重いまぶたを開くと真っ白な天井が見えた。
頭が痛いのは昨夜遅くまで続いた宴のせいか。
それともあまりにも色々なことが起こりすぎて脳が追いついていないのか。
「ここは、そうか。俺、悪の組織に……」
林太郎はぼんやりと昨日のことを思い出していた。
一見すると豪華ホテルのスイートルームのようなこの部屋も、敵の秘密基地内だと思うと気が滅入る。
いっそこのままずっと眠っていようか。
林太郎がそう思ってベッドに身体を横たえたまま部屋を見渡すと、大きなトラバサミが目に入った。
……トラバサミ? その鋭く尖った刃が林太郎の顔面目掛けて勢いよく閉じ――
ガッチィンッ!!
「あっ……ぶねぇ!!」
すぐ目の前ほんの数センチで、研がれたナイフのような牙が交差する。
林太郎は思わずライオンを見つけたシマウマのように飛びはねた。
主を失ったキングサイズのベッドでは、牙をガチガチと鳴らしながら少女が寝息を立てていた。
「うみゅん、もう食べられないッスぅ……」
今まさに食べられそうになったのだが。
昨夜の記憶は曖昧だが、どうやらサメっちは林太郎が寝ている間に潜り込んできたらしい。
起き抜けにとても嫌な汗をかいた林太郎は備え付けのユニットバスでシャワーを浴びることにした。

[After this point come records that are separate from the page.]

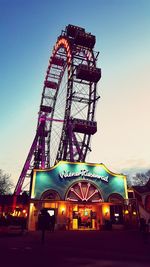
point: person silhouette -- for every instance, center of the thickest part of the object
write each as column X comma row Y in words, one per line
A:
column 44, row 223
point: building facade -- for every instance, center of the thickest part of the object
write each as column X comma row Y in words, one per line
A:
column 79, row 195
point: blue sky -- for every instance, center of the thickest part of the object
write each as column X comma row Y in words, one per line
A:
column 28, row 32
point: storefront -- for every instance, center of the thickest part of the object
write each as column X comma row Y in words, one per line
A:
column 79, row 195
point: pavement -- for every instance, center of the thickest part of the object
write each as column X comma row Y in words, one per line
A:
column 116, row 248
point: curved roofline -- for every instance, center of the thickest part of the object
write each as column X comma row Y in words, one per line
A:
column 81, row 163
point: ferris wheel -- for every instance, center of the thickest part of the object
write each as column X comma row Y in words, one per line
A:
column 66, row 117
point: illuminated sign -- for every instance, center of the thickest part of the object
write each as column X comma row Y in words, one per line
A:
column 83, row 174
column 61, row 178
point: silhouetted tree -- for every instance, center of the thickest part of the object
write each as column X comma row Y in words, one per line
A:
column 5, row 183
column 140, row 178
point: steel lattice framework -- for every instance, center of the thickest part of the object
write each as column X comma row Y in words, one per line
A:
column 66, row 118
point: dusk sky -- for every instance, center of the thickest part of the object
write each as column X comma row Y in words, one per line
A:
column 28, row 32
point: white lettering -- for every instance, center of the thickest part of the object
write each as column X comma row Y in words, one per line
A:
column 83, row 174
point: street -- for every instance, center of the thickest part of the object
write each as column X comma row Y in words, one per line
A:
column 76, row 248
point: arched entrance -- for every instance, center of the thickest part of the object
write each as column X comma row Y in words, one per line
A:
column 84, row 211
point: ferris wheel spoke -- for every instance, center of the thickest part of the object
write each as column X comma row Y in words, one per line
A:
column 69, row 93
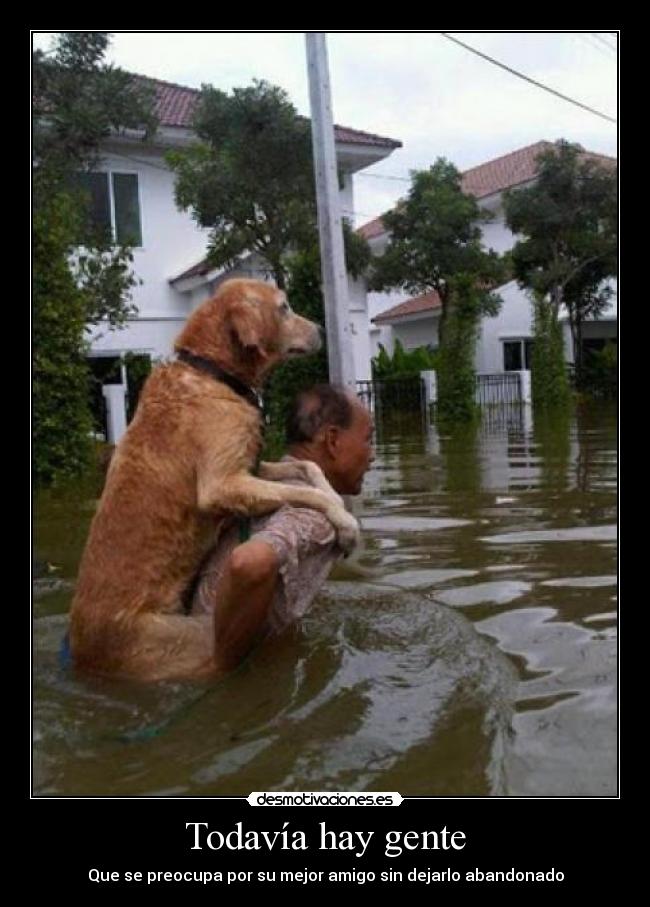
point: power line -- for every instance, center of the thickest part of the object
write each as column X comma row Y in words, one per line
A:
column 604, row 41
column 528, row 79
column 591, row 43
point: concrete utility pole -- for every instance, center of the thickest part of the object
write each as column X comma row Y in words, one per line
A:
column 330, row 228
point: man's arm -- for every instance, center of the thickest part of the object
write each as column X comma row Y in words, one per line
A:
column 243, row 599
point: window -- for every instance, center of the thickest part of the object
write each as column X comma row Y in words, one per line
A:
column 114, row 204
column 517, row 354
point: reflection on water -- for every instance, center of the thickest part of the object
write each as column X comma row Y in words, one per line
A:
column 464, row 651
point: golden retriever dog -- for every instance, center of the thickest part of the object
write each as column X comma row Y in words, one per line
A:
column 181, row 468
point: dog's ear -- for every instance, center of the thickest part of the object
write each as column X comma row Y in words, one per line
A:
column 252, row 327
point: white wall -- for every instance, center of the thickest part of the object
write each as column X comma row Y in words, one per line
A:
column 514, row 321
column 171, row 243
column 417, row 333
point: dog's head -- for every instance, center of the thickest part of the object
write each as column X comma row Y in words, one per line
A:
column 247, row 328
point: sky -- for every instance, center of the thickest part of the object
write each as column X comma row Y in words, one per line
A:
column 436, row 97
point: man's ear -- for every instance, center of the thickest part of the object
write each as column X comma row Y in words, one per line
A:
column 331, row 439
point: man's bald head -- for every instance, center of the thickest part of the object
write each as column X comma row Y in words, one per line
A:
column 331, row 427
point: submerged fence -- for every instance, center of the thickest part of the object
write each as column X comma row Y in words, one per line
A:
column 500, row 388
column 413, row 394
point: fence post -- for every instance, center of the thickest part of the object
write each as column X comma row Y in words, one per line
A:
column 430, row 386
column 115, row 396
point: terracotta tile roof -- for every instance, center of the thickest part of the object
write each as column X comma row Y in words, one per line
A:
column 372, row 228
column 503, row 172
column 175, row 105
column 427, row 302
column 494, row 176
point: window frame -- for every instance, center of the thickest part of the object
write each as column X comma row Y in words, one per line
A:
column 524, row 344
column 109, row 173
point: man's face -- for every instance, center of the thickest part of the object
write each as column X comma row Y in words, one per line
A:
column 352, row 453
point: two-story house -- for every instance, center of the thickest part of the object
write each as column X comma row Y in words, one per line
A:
column 133, row 193
column 504, row 342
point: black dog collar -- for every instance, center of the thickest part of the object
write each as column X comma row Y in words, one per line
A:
column 205, row 365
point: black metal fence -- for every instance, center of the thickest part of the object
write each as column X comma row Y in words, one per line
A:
column 497, row 389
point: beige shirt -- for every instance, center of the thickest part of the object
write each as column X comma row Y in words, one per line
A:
column 305, row 544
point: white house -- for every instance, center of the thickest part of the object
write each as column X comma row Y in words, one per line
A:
column 505, row 341
column 133, row 192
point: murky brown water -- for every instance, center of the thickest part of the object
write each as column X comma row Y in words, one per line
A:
column 470, row 649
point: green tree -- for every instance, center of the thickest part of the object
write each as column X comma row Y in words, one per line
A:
column 435, row 244
column 250, row 180
column 77, row 102
column 568, row 221
column 403, row 363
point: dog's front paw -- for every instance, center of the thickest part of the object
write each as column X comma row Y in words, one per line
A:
column 348, row 532
column 316, row 478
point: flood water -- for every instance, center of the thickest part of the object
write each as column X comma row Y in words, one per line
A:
column 470, row 648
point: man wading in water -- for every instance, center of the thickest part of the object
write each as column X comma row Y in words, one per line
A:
column 269, row 581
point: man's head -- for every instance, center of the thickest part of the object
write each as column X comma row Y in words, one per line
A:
column 330, row 426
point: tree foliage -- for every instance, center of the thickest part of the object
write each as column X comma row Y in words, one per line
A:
column 403, row 363
column 568, row 224
column 249, row 179
column 78, row 101
column 435, row 244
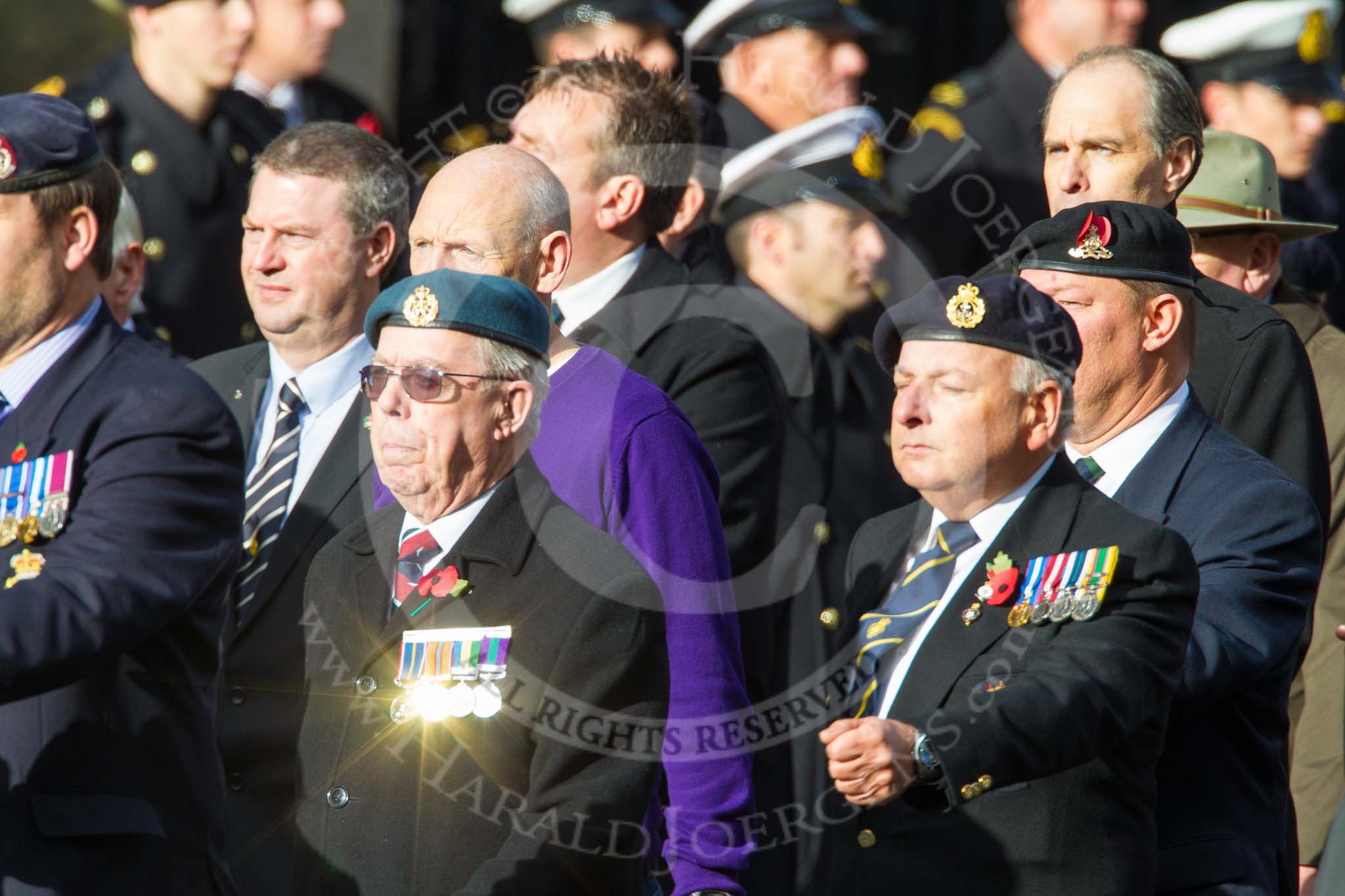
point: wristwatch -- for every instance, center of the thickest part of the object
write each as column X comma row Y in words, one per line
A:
column 925, row 761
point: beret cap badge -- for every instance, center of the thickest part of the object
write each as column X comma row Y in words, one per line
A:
column 1093, row 240
column 966, row 309
column 1314, row 43
column 7, row 161
column 420, row 308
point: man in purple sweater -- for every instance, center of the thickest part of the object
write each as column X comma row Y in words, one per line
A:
column 621, row 453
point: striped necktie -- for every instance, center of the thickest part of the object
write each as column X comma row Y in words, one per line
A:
column 268, row 495
column 417, row 550
column 1090, row 469
column 910, row 601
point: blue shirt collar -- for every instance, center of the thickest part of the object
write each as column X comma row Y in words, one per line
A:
column 19, row 378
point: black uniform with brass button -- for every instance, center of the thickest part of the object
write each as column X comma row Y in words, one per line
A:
column 1047, row 735
column 969, row 172
column 191, row 188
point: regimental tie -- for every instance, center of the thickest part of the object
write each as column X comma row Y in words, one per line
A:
column 1090, row 469
column 413, row 558
column 268, row 495
column 910, row 601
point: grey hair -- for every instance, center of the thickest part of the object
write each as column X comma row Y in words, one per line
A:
column 127, row 228
column 506, row 362
column 545, row 210
column 1030, row 373
column 1173, row 106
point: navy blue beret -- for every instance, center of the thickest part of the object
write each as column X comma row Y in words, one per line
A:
column 43, row 141
column 493, row 307
column 1001, row 312
column 1124, row 241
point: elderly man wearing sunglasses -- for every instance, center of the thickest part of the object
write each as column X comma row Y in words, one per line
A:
column 475, row 644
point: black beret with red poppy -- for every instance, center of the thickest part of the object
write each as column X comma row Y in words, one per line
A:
column 1124, row 241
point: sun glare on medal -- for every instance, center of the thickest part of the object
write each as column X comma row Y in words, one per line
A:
column 433, row 702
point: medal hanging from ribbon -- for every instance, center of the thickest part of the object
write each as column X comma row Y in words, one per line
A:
column 35, row 498
column 1066, row 586
column 1095, row 589
column 433, row 656
column 1030, row 585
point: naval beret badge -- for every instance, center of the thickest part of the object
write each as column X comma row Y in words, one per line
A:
column 1314, row 43
column 420, row 308
column 9, row 164
column 966, row 309
column 1093, row 240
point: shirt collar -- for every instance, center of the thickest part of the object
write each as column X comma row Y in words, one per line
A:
column 23, row 373
column 1124, row 452
column 447, row 530
column 327, row 381
column 588, row 297
column 990, row 521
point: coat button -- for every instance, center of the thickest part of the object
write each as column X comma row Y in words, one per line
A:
column 144, row 163
column 822, row 532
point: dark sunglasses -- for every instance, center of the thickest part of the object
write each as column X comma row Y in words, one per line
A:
column 422, row 383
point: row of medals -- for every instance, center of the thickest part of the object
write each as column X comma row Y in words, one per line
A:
column 47, row 524
column 1078, row 602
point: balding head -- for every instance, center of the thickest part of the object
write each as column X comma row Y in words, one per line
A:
column 495, row 210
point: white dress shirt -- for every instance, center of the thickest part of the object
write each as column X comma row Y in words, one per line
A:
column 447, row 530
column 284, row 96
column 23, row 373
column 1124, row 452
column 986, row 526
column 588, row 297
column 328, row 389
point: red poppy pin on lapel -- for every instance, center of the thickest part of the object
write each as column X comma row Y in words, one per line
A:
column 440, row 584
column 1001, row 581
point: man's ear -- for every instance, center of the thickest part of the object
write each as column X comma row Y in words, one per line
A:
column 513, row 409
column 382, row 250
column 79, row 236
column 554, row 254
column 619, row 202
column 1179, row 165
column 1262, row 264
column 688, row 211
column 1162, row 320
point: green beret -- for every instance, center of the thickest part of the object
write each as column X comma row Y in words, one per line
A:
column 493, row 307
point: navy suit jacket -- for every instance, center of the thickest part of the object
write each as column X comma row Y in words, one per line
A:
column 1223, row 793
column 109, row 777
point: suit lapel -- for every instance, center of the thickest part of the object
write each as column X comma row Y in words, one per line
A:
column 493, row 547
column 341, row 469
column 1151, row 486
column 1039, row 527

昨夜の悪夢を振り払うように、熱いお湯を頭からめいっぱい浴びる。
ちなみに林太郎がいたヒーロー下宿ではシャワーは共用で水しか出なかった。
そう思うと怪人がこれほど恵まれた環境で生活しているという事実には、もはや乾いた笑いしか出てこない。
だがいかに住環境が整っていようがここは悪の本拠地。
数多の凶悪で無慈悲な怪人どもが巣食う魔窟である。
林太郎は一刻も早くこの窮地から脱出し、ヒーロー本部に戻らねばならない。
そして林太郎の邪悪な頭の中にはそのための計画が既にいくつか浮かんでいた。
「やるなら早いに越したことはねえ……いっちょやるか……」
「はい、タオルッス」
「ありがと……ヒヤアアアアアアアアアアア!!!」
絹を裂く乙女のような悲鳴が林太郎の口から出た。
頭ふたつ低い背丈に淡い髪色、どこから湧いたかサメっちがそこにいた。
「お前なにやってんだこんなところで!」
「お背中を流そうかと思ったッス」
そういうサメっちが手にしているのは鮫皮おろし金であった。
「そんなので流されたら血まみれになるわ! てかなんか着ろよ!」
「お風呂場で服を着るのはマナー違反だってお姉ちゃん言ってたッス!」
「そりゃそうだけれども、そもそも入ってくるなよ!」
そりゃ一糸まとわぬ女の子がシャワー中にいきなり入ってきたら男なら誰でも驚く。
それも牙を生やした凶悪な怪人っ娘ともなればなおさらである。
なにより、生まれたままの無防備な姿であるのは林太郎も同じなのだ。
そりゃもうしっかりと、鋭い両の眼でこれでもかと、ご覧になられていたわけで。
人間だろうが怪人だろうがこんな状況はお互いに教育上も精神衛生上もよろしくないに決まっている。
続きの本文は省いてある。